Prince is part of Geneva Pompey’s shrinking network of North Central neighbors. Once numbering more than 60 families total, it has dwindled to close relatives or members of her congregation at Oak Grove Missionary Baptist Church, which is a block away from her residence.
Sitting outside the home, passersby seldom greet Geneva Pompey anymore, a shift from what Prince called a normal interaction while growing up in the neighborhood. There are fewer and fewer familiar faces.
“A majority of them died or moved away,” said Noreen Pompey, 61, one of Geneva’s last two remaining daughters. “We’re the only ones here from when we first moved here.”
That’s not the only major change that’s taken place in North Central since its heyday. Deindustrialization and economic divestment feature prominently in its economic decline. What was once a prosperous working-class neighborhood fell into stark poverty in the latter half of the last century. Vacant buildings pepper the neighborhood. There has been a small push towards gentrification closer to the riverfront.
Frequently the target of economic development revitalization initiatives, North Central and the abutting North Hillside neighborhood are some of the most persistently downtrodden areas in Troy. According to 5-year estimates from the U.S. Census Bureau, nearly half of residents live below the federal poverty level, and nearly two-thirds of children live below the federal poverty level.
Gun violence throughout the last decade has plagued the city’s poorest communities, and community activists have identified poverty as one of its root causes.
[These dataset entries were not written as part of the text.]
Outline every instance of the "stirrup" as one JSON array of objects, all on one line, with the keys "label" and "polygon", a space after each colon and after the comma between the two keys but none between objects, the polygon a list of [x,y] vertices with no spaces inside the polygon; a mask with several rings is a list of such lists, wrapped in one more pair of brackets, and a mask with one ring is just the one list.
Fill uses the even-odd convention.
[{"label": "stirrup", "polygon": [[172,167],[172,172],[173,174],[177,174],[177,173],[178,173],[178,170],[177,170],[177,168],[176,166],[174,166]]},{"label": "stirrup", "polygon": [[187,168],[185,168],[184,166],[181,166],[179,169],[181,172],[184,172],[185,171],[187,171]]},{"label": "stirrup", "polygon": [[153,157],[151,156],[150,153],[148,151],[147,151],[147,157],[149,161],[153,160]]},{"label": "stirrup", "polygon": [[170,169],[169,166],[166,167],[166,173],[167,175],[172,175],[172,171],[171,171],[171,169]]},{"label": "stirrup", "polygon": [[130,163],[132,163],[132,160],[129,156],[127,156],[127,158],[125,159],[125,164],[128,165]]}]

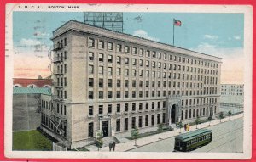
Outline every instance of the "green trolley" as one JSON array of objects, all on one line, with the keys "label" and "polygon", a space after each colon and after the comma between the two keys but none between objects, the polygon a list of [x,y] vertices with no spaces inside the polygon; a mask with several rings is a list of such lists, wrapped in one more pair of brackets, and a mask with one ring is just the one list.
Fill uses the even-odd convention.
[{"label": "green trolley", "polygon": [[212,142],[212,130],[200,129],[175,137],[174,151],[188,152]]}]

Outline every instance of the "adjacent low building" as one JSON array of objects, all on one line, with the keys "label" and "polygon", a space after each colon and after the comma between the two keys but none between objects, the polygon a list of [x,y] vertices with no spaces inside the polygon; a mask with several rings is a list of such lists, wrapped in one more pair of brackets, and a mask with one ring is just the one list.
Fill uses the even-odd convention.
[{"label": "adjacent low building", "polygon": [[218,113],[220,58],[74,20],[52,41],[41,127],[71,148]]}]

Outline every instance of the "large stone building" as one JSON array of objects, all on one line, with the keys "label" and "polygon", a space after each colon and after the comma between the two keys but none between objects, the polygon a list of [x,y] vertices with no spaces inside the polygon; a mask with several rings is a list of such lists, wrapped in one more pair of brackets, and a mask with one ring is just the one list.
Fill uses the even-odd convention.
[{"label": "large stone building", "polygon": [[42,128],[70,148],[98,131],[115,136],[218,113],[220,58],[74,20],[52,41],[53,96],[42,96]]},{"label": "large stone building", "polygon": [[222,84],[220,91],[220,104],[223,107],[243,109],[243,84]]}]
Most recently in North Central, 18-year-old Donnovan Clayton was gunned down on 6th Avenue.
Troy community pitches in offering reward for information on Donnovan Clayton’s killer https://t.co/xDN4GgpLZn
— FOX23News (@FOX23News) June 17, 2020
Four years ago, Jeff Curry, a Troy community advocate, developed a plan to combat potential violence early on. Under Pryor’s nonprofit, Troy Look, Curry started For All Children Everywhere (FACE), a free summer program focused on deterring kids from trouble by developing their relationships in the community.
FACE hosted basketball games, cookouts, backpack giveaways, and movie nights at 7th & Ingalls Park. Curry said the location was selected to “decrease violence and bring positivity to the neighborhood.”
It might not have been the same without Geneva Pompey.
Curry didn’t initially request her help, but she showed up to help anyway. Geneva Pompey didn’t ask for anything in return or complain.
“I was thinking ‘does this woman need or want some money or something,’ giving us all this stuff,” Curry said about his first interaction with Geneva Pompey. “Every time we needed something, she was there..”
She would give out dozens of hot dogs and water for the children at a time when the program struggled to handle the catering load. Before FACE bought a generator last year, she would let the program use her electricity for movie nights. She once brought over her hose to create a community watering hole.
The Troy senior even offered to let the program use her backyard for equipment storage and occasionally allowed children access to her bathroom.
“She has always been a kind-hearted person and everybody in this area knew her,” Prince said. “Now you just have outside people coming in, participating in the park and stuff, so they’re just now knowing what type of person she is.”
With a pandemic still on the radar and the park currently under renovation, Geneva Pompey has interacted with FACE less than usual. It hasn’t deterred her, though. The North Central matriarch made an appearance at the program’s interim Hoosick Street event space on July 16 during a basketball game.
After Geneva Pompey met Mayor Patrick Madden at the event, the city executive reportedly declared support for renaming the land in her honor. According to Pryor, the mayor is waiting for the Common Council to endorse the measure.
The Mayor’s Office has not confirmed Pryor’s claims at press time.
“I think it’s a great idea because usually when you honor somebody’s name, they’ve passed away,” Curry said. “But we’re glad she’s still here and in the North Central area every year, we can celebrate the day that the park was named after her.”
This article was updated on July 25 to include Council President Mantello’s support for the name change.